ABN AMRO heeft daarop bij brief van 2 december 2021 aan de advocaat meegedeeld dat zij blijft bij haar besluit om de bankrelatie met [eiser 2] te beëindigen, maar dat zij daartoe pas per 2 februari 2022 zal overgaan.

3.Het geschil

3.1.
Eisers vorderen – samengevat – bij vonnis uitvoerbaar bij voorraad ABN AMRO (indien nodig op straffe van een dwangsom) te veroordelen de bankrelatie en alle bestaande overeenkomsten met hen voort te zetten, dan wel te herstellen en haar te veroordelen in de proceskosten (inclusief nakosten).
3.2.
Eisers stellen dat ABN AMRO is tekortgeschoten, omdat zij niet aan haar zorgplicht heeft voldaan, temeer daar zij bij haar beslissing tot beëindiging van de bankrelaties geen zorgvuldige belangenafweging heeft gemaakt.
[eiser 1] heeft op 7 november 2021 nog een nadere toelichting verschaft en duizend documenten in een elektronische bestand en per post aan de bank verstrekt. Daargelaten de vraag of ABN AMRO redelijk handelde door zulke omvangrijke informatie op te vragen, heeft [eiser 1] een enorme inspanning geleverd om aan dit verzoek te voldoen. Aangezien de bank al drie dagen na ontvangst van de stukken heeft meegedeeld dat haar beslissing in stand bleef, kan worden geconstateerd dat zij die beslissing niet op grond van een zorgvuldige belangenafweging heeft genomen. Het lijkt er immers op dat ABN AMRO geen kennis heeft genomen van de stukken.

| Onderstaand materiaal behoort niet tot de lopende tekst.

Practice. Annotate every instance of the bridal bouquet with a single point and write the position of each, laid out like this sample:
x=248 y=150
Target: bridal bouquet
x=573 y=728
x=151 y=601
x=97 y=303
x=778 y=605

ABN AMRO heeft verder ten onrechte de bevindingen van het klantonderzoek naar [eiser 1] ten grondslag gelegd aan de beëindiging van de bankrelatie met [eiser 2] en haar moeder. Zelf zijn zij immers geen onderwerp geweest van onderzoek en hun belangen zijn niet gewogen. Ook speelt een rol dat de toegang tot het bancaire systeem essentieel is en er een gegronde reden moet zijn om de bankrelatie te beëindigen. Hiervan is geen sprake.

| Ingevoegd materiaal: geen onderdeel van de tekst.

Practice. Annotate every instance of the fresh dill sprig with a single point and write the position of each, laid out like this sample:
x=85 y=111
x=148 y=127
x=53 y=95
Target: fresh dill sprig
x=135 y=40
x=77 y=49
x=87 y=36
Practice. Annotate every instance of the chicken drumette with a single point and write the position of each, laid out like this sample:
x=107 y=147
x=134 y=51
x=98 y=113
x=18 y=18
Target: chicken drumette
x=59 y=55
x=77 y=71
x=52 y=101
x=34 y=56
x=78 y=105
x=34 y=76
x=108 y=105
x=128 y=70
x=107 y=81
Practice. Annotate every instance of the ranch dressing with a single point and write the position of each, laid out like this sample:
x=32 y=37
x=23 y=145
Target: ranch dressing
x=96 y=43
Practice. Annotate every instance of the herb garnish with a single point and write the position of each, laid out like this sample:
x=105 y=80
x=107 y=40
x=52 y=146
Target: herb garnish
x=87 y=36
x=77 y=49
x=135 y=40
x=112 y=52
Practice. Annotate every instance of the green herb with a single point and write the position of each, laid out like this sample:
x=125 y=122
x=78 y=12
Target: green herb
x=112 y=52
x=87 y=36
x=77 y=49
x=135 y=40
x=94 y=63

Tot slot heeft ABN AMRO op grond van artikel 2 ABV haar beslissingen niet deugdelijk gemotiveerd. Betrokkenen zijn hierdoor in hun belangen geschaad en konden zich niet deugdelijk laten adviseren in deze kwestie. Eisers kunnen zich niet aan de indruk onttrekken dat ABN AMRO door een ‘phishing expedition’ tevergeefs heeft getracht onvolkomenheden boven tafel te krijgen.
Het spoedeisend belang volgt uit de aard van de zaak en de omstandigheid dat per 2 februari 2022 de bankrelatie met [eiser 2] eindigt.
3.3.
ABN AMRO voert – samengevat – het volgende verweer.

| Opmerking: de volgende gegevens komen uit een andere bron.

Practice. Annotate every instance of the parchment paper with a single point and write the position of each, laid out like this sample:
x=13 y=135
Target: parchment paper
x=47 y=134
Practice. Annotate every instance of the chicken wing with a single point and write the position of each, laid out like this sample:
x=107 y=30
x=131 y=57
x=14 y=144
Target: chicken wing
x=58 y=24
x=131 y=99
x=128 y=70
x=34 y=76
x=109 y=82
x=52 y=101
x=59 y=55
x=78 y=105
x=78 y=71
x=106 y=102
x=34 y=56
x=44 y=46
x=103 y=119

De opzeggingen zijn gebaseerd op een veelomvattend klantonderzoek en hebben op basis van een zorgvuldige belangenafweging plaatsgevonden. De bank kan nakoming van op haar rustende verplichtingen uit de Wwft niet waarborgen indien de bankrelaties in stand blijven. Zij kan ook niet overzien welke integriteits- en reputatierisico’s zij loopt bij voortzetting daarvan. Gelet op de zorgvuldige belangenafweging, de reden voor beëindiging en de minimale gevolgen die de opzegging voor eisers heeft, de wijze waarop de beëindiging is gecommuniceerd en de opzegtermijnen die in acht zijn genomen, kan de beëindiging van de klantrelaties niet naar maatstaven van redelijkheid en billijkheid onaanvaardbaar worden geacht. Nu de relatie met [eiser 1] om integriteitsredenen is beëindigd, kon de bank ook de relatie met haar bestuurder, [eiser 2] , beëindigen.
3.4.
Op de stellingen van partijen wordt hierna, voor zover van belang, nader ingegaan.

4.De beoordeling

4.1.
Een vordering om een bankrelatie voort te zetten, dan wel te herstellen is in kort geding toewijsbaar als voldoende aannemelijk is dat de bodemrechter die vordering zal toewijzen en als niet van de eisende partij kan worden verlangd dat die de uitkomst van een bodemprocedure afwacht.
4.2.
Het spoedeisend belang bij de vordering volgt uit de aard van de vordering. Als de opzegging doorgaat kan [eiser 2] per 2 februari 2022 niet meer over haar betaalrekeningen bij ABN AMRO beschikken. Voor [eiser 1] geldt dat de bankrelatie met haar al is beëindigd. Een belang bij het herstel daarvan kan haar echter niet worden ontzegd, omdat zij haar betaalrekening voor haar bedrijfsvoering wil gebruiken. Dat eisers beiden beschikken over een bankrekening bij een andere bank, maakt niet dat hun spoedeisend belang ontbreekt. Zij kunnen immers een zwaarwegend belang hebben bij (het behoud van) hun ABN AMRO rekeningen.
4.3.
Op grond van artikel 35 ABV heeft de bank een contractuele bevoegdheid de relatie met een klant te beëindigen. De opzeggingsbevoegdheid van een bank en haar contractuele vrijheid zijn echter niet onbegrensd.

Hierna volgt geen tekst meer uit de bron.